I’ve helped a lot of people out. They thank me at the time. Some have parlayed that help into something bigger. Do I get the credit for it, no. Does it bother me that they don’t freaking sky write it for me to be noticed by the public at large? No. And in the end all I did was make the initial meeting possible. They did the hard work of nurturing the relationship and parlaying it into something pretty awesome. All the credit goes to them.
I mentioned in an earlier blog that I knew what it was like to go to bed hungry and wake up hungry. I was accused of lying. I was told this blog was nothing but a pity party and pure fiction and that I didn’t know the truth from fiction anymore.
My life much like the bipolar disorder is filled with extreme highs and lows. Which can make it difficult to sound happy. I never expected blow back from a blog I sat down to write as a thank you to you and use it as a way to from my memoirs. The person I speaking about is my ex. And out of respect I have not broadcast the tumultuous details of the journey we’ve taken from couple to good friends. He wasn’t great boyfriend material, but I was a batshit crazy untreated bipolar 19 year old. I’m not even going to mention his name. Because well, I’m big on paying it forward but I’m pretty private when it comes to that sort of thing.

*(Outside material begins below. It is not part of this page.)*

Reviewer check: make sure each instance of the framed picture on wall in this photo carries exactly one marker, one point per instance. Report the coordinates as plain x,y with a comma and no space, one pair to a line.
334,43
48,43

Does it piss me off that his wife wants to take credit for it all? Well, I’m only human, of course it does. She didn’t write the books. She didn’t edit the books. She didn’t write the screenplays. Or enter the contests or submit to publishers or publish. They paid for one $40 advert and one $25 haircut outside the groceries.
I hate to say it, but HATERS ARE MOTIVATORS. And she wanted a thank you. So thank you. For the above mentioned things. One thing I will not do is give them any more space in my life.
But like I said highs and lows right? I mentioned other professional friends, right. That I’ve earned the reputation as being something of a marketing whiz. I honestly don’t know how it happened. But I was taught everything I know by the likes of Christine Bell, Lea Schizas, and the film industry as a whole.
I was asked today to be the marketing director of a new epub company. And the series I’m working on BELLA MORTE has been accepted for publication there. ALL 8 BOOKS! So as hard as the week has been I have only one more stressful event to attend to. The signing at Joseph –Beth. After that clear sailing.